To understand the origin of the ‘Loonse en Drunense duinen’ we have to go back to the 3rd century AD.
The country was wooded with alder, elm and oak and the ‘Maas’ was still a small river at that time.
The people, mostly living at the banks, survived by hunting and agriculture.
Fields arose by deforestation.
Later, the sea climate caused shifting sands and this sand was used to protect the homesteads against the water.
The ‘Loonse en Drunense duinen’ arose after ages. It is a National Park since 2002.
The Foundation for natural monuments writes: ‘You would not expect it, a desert in Holland, but full of life.
Come ride a bicycle, ride on a horseback or walk through the extensive forests and hills of sand.
You are most welcome in the Brabantse Sahara.
The community of Loon op Zand, earlier mostly called ‘Venloon’, was founded in the 12th century AD.
The Efteling area is from the same time.
The name ‘Venloon’ indicates the proximity of fens.
Because of the violent shifting sands in the 14th century AD, the village had to be moved in western direction.
At the same time, the construction of the still existing church and its tower and the castle in Loon op Zand began.
According to the local history, the castle has sheltered many noble guests, like Charles V, in its existence.
The old canal system has been largely preserved.
As historical country seat Loon op Zand, this area is from 2002 on a monument of Holland.
Despite gradual adjustments and condensation of the constructions in 600 years,
the personality of the village did not change actually.
The name of de Giechelaar reminds us at the footwear industry.
Loon op Zand was connected to footwear industry for a long time.

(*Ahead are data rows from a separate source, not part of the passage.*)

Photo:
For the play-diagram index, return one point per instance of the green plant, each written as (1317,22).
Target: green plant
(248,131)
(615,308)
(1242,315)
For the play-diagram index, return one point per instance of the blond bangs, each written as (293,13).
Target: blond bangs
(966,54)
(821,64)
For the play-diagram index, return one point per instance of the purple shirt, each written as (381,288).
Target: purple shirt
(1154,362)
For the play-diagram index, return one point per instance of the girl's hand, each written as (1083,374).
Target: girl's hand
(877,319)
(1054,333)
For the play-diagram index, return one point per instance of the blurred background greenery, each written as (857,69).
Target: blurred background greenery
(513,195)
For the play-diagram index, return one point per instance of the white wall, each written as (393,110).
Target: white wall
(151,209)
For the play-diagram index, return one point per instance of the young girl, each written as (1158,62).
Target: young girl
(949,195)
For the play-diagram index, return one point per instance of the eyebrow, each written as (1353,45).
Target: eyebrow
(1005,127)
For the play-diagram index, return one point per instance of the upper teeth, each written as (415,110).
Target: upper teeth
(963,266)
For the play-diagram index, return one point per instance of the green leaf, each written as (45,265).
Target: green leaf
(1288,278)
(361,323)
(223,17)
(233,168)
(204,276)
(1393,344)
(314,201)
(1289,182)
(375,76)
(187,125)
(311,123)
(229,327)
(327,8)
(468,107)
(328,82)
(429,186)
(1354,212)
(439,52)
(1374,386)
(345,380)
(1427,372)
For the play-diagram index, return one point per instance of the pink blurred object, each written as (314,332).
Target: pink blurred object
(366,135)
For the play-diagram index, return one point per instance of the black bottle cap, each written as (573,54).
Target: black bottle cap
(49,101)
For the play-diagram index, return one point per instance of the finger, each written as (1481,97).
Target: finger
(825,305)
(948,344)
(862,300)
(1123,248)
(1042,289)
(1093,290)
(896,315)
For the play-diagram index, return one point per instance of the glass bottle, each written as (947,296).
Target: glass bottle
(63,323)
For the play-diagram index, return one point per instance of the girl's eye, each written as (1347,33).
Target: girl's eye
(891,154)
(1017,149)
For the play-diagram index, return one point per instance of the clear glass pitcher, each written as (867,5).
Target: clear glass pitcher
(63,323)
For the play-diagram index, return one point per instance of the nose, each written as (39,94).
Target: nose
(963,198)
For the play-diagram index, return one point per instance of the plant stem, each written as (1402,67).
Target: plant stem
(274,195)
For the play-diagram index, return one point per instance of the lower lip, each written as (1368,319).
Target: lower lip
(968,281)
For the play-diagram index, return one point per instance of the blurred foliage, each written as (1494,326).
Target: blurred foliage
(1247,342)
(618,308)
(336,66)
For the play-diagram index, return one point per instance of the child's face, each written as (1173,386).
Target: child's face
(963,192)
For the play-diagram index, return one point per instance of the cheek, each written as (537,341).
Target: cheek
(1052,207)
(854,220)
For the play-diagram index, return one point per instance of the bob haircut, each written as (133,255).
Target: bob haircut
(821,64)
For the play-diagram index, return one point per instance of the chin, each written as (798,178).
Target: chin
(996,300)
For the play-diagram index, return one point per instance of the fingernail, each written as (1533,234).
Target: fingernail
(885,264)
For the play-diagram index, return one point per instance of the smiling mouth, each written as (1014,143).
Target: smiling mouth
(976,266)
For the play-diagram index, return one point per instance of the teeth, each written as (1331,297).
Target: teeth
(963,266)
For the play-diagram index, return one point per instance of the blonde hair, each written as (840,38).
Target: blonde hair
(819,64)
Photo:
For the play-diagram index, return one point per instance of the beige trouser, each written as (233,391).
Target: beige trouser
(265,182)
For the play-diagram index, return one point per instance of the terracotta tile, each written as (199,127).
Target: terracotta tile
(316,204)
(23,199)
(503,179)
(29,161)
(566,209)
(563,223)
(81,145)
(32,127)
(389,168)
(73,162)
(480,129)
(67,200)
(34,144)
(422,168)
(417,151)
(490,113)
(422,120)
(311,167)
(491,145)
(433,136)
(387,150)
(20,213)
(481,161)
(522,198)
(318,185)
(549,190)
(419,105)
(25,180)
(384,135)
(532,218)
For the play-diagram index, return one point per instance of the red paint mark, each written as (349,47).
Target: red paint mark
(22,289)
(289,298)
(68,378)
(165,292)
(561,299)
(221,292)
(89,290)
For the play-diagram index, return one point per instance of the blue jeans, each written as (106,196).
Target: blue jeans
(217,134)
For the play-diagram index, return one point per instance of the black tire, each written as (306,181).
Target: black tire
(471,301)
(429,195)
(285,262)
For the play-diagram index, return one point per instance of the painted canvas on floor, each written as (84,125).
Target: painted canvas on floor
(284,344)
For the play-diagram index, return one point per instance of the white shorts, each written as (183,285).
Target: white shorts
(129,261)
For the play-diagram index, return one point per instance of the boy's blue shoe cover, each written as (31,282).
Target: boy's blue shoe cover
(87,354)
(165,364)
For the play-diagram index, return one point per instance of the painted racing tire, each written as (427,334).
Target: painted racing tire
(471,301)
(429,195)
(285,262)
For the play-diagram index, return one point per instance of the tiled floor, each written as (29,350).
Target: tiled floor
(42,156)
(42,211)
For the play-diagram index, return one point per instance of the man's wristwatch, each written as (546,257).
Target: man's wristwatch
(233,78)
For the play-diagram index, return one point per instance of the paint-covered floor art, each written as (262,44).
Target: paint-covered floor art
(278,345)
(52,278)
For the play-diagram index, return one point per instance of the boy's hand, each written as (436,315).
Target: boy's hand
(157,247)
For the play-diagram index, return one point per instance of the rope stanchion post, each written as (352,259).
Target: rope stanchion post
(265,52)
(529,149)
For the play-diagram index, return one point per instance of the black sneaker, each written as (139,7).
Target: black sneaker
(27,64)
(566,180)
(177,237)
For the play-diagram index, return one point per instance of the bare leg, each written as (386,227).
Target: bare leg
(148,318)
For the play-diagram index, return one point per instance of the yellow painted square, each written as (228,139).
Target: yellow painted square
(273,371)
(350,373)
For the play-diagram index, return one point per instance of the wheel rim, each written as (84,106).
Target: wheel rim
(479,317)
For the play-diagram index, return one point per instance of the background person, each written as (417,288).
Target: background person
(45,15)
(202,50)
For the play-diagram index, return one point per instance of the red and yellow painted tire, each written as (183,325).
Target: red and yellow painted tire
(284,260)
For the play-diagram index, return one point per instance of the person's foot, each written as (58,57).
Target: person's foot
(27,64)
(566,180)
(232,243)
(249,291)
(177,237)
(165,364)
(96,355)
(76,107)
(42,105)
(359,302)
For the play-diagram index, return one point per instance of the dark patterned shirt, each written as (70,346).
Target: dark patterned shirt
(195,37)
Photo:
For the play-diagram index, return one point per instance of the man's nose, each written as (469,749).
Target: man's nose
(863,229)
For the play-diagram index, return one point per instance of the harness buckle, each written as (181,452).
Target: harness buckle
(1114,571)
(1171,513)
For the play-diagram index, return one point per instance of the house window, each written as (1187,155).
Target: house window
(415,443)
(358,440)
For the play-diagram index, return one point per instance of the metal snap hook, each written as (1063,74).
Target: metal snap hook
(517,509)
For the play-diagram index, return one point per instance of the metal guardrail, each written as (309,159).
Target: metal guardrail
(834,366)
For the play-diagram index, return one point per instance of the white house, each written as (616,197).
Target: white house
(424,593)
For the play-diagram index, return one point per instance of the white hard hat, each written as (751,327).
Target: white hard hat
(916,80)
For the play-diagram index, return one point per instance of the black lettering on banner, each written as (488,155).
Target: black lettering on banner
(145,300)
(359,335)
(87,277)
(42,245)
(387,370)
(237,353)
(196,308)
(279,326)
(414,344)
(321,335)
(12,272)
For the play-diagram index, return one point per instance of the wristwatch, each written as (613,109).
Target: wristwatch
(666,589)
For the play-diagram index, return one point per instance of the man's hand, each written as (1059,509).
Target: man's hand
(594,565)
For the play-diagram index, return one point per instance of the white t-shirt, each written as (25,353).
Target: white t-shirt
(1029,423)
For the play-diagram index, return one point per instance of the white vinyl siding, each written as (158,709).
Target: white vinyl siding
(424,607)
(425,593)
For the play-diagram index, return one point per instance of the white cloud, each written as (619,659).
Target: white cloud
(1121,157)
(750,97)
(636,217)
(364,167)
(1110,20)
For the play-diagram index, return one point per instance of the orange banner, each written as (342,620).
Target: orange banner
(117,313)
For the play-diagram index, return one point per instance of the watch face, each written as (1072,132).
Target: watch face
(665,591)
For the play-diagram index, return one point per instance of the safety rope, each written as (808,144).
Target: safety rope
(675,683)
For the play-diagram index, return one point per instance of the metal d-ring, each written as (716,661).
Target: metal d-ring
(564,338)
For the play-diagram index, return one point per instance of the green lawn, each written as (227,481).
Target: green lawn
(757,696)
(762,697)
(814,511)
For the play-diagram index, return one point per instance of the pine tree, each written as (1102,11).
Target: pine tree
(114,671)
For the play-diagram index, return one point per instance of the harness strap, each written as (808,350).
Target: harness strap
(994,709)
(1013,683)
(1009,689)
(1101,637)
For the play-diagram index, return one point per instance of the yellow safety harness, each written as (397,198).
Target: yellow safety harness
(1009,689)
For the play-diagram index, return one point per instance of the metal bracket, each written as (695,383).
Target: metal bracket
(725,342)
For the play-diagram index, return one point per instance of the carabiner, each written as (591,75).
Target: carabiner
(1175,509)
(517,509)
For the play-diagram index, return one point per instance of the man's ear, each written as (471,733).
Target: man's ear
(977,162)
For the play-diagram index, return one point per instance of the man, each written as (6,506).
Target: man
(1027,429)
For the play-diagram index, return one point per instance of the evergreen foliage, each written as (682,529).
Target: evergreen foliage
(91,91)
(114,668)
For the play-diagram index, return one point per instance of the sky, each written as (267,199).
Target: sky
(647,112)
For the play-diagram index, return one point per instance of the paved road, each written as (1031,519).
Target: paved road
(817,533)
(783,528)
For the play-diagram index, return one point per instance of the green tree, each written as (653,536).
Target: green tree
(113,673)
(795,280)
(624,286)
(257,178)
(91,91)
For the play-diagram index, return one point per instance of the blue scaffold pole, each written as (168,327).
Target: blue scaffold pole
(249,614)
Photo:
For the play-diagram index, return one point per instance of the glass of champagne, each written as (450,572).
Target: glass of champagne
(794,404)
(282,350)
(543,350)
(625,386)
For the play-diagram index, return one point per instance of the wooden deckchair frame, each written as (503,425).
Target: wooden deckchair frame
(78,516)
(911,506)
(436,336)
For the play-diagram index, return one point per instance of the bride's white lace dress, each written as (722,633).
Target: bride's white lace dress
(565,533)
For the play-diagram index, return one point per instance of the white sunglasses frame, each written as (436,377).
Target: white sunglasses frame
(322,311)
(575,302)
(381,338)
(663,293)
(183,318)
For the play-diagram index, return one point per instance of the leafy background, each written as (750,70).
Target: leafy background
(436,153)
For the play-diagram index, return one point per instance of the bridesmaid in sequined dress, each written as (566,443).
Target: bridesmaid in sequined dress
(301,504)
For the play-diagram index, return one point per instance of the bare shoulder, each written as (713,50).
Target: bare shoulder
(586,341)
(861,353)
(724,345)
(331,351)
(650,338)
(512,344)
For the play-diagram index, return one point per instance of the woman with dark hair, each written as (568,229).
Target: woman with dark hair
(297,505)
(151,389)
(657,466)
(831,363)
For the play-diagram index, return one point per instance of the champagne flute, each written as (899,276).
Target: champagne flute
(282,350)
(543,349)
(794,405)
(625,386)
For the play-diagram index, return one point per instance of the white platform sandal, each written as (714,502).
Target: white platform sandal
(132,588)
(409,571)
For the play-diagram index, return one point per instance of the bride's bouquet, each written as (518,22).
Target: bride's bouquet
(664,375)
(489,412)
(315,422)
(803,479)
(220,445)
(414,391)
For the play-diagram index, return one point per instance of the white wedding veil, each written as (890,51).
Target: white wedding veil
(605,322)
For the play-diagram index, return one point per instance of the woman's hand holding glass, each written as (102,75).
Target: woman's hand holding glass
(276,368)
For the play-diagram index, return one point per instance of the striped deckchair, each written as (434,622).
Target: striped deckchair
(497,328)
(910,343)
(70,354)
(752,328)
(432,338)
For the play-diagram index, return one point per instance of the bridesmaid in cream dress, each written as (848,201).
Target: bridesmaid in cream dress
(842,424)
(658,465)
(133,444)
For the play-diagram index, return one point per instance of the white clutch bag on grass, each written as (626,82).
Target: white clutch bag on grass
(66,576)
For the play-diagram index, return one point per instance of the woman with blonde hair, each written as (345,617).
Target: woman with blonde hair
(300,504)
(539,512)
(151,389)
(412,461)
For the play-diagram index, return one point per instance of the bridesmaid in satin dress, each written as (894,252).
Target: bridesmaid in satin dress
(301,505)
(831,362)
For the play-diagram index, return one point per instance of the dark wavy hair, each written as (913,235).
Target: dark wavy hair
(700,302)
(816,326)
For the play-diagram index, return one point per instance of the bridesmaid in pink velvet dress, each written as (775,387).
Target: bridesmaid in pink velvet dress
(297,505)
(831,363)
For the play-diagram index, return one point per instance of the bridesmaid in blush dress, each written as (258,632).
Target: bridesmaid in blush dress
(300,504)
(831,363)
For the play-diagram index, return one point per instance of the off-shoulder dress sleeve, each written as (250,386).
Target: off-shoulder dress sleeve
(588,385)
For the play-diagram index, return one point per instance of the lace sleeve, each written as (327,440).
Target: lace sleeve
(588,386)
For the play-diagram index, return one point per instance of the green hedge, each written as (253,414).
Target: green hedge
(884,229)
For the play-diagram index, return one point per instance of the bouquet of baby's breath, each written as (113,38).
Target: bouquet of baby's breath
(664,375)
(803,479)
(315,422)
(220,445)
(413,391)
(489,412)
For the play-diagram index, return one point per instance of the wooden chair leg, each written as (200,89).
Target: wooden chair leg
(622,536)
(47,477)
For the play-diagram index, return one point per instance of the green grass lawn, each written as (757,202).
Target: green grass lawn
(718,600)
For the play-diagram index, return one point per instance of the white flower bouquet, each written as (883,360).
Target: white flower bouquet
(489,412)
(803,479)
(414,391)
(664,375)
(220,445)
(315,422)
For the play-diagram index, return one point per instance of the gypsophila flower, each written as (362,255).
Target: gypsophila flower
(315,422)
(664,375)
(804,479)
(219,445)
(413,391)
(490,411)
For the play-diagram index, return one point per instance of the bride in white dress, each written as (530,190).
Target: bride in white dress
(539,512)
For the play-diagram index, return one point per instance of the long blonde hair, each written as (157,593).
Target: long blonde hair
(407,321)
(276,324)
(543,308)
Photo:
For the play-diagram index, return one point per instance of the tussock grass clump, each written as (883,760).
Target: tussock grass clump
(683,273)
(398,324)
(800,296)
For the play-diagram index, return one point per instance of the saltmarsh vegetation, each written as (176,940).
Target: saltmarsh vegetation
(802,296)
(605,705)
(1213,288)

It started as a possibility for extra income for the farmers in the 17th century AD.
The genesis of the real shoe enterprises started later.
The bond between master and servant was very strict.
A servant would only produce shoes for its master, for no one else.
When a servant secretly produced shoes for someone else and his master noticed it,
dismissal was inevitable for the servant and this meant poverty.
The shoes made in this illegal way were called ‘giechelaars’.